AI’s environmental footprint is shrinking, thanks to significant software and renewable energy gains over the past year.
AI’s Energy Footprint Shrinks, But Volume Remains a Concern
The environmental impact of a single text request from AI is surprisingly small. Estimates suggest a median Gemini Apps text prompt uses 0.24 watt-hours of energy, emits 0.03 grams of carbon dioxide equivalent, and consumes about five drops of water. This energy use is comparable to watching roughly nine seconds of television.
However, the sheer volume of these requests is undeniably high. Integrating AI operations into every single search query represents a massive increase in compute demand that simply didn’t exist a couple of years ago. This means that while the individual impact is minor, the cumulative cost is likely substantial.

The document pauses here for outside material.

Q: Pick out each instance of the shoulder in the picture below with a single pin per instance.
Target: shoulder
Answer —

The good news? Just a year ago, the impact would have been significantly worse. This improvement stems from both circumstantial advantages and deliberate optimizations. The surge in solar power, particularly in the U.S., has made it easier to source renewable energy, resulting in a 1.4x reduction in carbon emissions per unit of energy consumed over the past year.

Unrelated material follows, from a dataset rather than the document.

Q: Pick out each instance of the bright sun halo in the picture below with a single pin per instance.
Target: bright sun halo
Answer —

The most significant gains, however, have come from software advancements. Different approaches have led to a remarkable 33x reduction in energy consumed per request.
Credit:
Elsworth, et. al.
To arrive at these figures, a team tracked requests and the hardware serving them over a 24-hour period, also noting idle hardware time. This provided an energy-per-request estimate that varies by the AI model used. For each day, the median prompt was identified to calculate the environmental impact.

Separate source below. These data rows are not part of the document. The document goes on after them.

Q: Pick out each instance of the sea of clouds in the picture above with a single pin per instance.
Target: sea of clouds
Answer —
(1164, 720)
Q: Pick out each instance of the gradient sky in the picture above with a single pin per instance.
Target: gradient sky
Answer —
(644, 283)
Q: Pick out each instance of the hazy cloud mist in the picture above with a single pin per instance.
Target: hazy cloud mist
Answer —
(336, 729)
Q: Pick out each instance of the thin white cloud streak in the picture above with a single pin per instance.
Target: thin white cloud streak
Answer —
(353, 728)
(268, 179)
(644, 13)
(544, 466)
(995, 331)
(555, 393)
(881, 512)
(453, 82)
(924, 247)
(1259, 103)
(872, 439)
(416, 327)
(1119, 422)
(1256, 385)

Key optimizations include the “Mixture-of-Experts” approach, which activates only the necessary parts of an AI model for a given request, potentially reducing computational needs tenfold to a hundredfold. Developing more compact AI model versions also lowers the computational load. Efficient data center management, ensuring active hardware is fully utilized and idle hardware is in a low-power state, further contributes to these savings.